With the number of confirmed infections in the U.K. rising to 40,000 per day, the report on the Liverpool field study was published just before Christmas to push back against negative reporting about the accuracy of LFTs.

Louise Kenny, pro-vice chancellor of the faculty of health and life sciences at Liverpool University, said what she called “negative discourse” about the tests is “unhelpful, unethical and unprofessional, given we are in the middle of a public health crisis.”

External experts took a different view. Angela Raffle, consultant in public health at Bristol University said, “In brief, community testing in Liverpool was a costly undertaking and of uncertain value [. …] The take home message is that open access LFT for symptomless people is very unlikely to provide a cost-effective additional element in managing the COVID-19 pandemic.”

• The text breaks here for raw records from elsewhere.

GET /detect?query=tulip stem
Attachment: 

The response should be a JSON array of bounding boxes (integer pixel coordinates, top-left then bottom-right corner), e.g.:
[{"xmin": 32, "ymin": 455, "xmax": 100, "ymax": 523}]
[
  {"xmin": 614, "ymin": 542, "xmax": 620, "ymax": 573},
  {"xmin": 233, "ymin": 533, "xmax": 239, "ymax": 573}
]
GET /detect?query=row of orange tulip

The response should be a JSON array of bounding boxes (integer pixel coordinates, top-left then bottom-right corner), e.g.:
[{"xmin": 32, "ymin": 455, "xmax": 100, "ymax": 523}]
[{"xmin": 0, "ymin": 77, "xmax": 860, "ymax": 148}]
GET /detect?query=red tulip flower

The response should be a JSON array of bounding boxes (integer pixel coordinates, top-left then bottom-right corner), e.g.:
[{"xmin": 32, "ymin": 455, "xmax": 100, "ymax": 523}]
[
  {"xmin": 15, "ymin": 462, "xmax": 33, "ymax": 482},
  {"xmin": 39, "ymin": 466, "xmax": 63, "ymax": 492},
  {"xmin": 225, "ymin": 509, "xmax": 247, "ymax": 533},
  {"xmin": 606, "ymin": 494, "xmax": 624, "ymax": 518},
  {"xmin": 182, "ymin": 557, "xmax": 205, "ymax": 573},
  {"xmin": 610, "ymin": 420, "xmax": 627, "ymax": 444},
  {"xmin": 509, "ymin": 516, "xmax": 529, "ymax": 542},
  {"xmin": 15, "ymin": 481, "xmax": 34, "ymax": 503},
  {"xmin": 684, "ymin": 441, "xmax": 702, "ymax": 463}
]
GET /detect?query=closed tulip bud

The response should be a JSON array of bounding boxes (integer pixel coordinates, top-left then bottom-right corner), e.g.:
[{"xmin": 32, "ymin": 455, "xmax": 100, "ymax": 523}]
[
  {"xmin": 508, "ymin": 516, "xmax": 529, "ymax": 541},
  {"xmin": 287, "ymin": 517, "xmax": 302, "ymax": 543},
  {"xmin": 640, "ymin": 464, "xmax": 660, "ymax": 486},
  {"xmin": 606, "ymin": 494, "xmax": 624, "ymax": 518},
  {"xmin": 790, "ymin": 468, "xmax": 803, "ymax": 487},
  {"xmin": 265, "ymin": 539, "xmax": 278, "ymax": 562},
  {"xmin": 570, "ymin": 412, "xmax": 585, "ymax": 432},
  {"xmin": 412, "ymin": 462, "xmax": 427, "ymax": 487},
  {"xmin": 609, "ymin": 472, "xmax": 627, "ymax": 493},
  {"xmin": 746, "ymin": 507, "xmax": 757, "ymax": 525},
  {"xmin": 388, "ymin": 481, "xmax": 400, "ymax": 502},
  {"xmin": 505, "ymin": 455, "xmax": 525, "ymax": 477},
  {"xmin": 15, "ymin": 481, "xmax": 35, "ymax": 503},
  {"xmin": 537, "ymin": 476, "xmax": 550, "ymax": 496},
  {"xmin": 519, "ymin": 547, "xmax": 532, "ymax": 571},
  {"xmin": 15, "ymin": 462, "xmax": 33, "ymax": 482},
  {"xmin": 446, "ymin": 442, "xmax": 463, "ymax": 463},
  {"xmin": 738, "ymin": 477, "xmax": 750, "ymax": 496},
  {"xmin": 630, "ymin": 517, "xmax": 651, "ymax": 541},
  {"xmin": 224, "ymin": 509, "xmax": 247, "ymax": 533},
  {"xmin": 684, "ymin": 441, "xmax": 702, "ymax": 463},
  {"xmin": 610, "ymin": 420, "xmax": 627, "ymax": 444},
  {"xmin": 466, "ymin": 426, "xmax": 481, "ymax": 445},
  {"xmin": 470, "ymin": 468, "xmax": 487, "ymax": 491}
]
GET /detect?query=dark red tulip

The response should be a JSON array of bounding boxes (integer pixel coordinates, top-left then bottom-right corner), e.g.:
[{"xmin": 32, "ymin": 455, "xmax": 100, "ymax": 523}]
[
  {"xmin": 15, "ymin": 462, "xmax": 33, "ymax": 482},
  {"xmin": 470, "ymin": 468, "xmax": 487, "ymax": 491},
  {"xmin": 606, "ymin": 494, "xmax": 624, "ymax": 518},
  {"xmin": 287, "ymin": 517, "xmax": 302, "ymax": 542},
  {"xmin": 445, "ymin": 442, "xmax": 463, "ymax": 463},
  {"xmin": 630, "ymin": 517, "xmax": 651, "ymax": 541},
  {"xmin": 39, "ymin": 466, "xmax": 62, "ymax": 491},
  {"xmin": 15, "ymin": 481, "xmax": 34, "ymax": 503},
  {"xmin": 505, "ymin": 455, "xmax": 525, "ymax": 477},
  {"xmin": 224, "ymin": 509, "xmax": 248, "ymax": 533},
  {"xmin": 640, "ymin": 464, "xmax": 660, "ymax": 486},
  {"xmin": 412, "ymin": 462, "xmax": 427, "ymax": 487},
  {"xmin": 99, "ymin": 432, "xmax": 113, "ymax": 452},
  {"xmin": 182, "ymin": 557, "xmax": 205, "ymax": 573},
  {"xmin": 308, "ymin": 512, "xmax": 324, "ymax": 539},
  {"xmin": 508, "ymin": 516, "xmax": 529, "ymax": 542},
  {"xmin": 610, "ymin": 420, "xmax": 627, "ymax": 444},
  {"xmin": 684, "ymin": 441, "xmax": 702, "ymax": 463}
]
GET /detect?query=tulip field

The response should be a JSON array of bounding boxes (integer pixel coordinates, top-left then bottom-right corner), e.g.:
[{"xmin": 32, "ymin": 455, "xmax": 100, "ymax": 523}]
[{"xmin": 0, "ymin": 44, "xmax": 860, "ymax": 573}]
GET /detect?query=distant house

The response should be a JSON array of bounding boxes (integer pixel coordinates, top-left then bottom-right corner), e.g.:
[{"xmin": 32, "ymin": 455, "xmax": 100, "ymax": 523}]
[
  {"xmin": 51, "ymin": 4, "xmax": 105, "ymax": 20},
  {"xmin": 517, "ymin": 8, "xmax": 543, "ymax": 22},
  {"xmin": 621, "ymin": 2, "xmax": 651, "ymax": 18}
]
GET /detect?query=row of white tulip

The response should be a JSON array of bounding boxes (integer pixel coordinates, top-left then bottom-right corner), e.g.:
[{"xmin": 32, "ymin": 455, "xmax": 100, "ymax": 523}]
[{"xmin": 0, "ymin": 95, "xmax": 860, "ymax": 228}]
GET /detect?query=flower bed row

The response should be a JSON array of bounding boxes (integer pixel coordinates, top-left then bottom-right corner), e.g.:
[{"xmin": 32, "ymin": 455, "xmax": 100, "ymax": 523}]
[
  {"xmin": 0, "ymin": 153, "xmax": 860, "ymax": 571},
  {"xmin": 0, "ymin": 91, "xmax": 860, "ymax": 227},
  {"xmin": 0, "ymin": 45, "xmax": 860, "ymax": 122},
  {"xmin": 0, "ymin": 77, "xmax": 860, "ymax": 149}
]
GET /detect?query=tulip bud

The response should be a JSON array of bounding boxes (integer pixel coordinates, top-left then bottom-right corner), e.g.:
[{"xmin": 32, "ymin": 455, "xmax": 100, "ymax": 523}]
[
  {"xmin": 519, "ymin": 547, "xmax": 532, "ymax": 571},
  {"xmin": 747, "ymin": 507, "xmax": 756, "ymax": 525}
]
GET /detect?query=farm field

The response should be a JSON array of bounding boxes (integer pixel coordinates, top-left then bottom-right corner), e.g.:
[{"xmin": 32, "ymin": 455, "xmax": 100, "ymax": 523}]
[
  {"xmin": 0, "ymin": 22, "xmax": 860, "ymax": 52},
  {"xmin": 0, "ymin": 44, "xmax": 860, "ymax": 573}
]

Paul Hunter, professor in medicine at the University of East Anglia agreed, saying, “I doubt that such a scheme as that piloted in Liverpool will have more than a marginal impact on the spread of COVID-19 in the U.K.”

The Innova test is CE marked, but the manufacturer’s instructions for use say it should only be used by trained staff. Following the evaluation by Public Health England and Oxford University, the Department of Health referred the product to the U.K. regulator MHRA for approval as a self-test device.

On Dec. 23, MHRA issued an exceptional use authorization for the Innova LFT to be used by members of the public. That opens the way to the nationwide program of community testing, due to be implemented by local authorities from January onwards.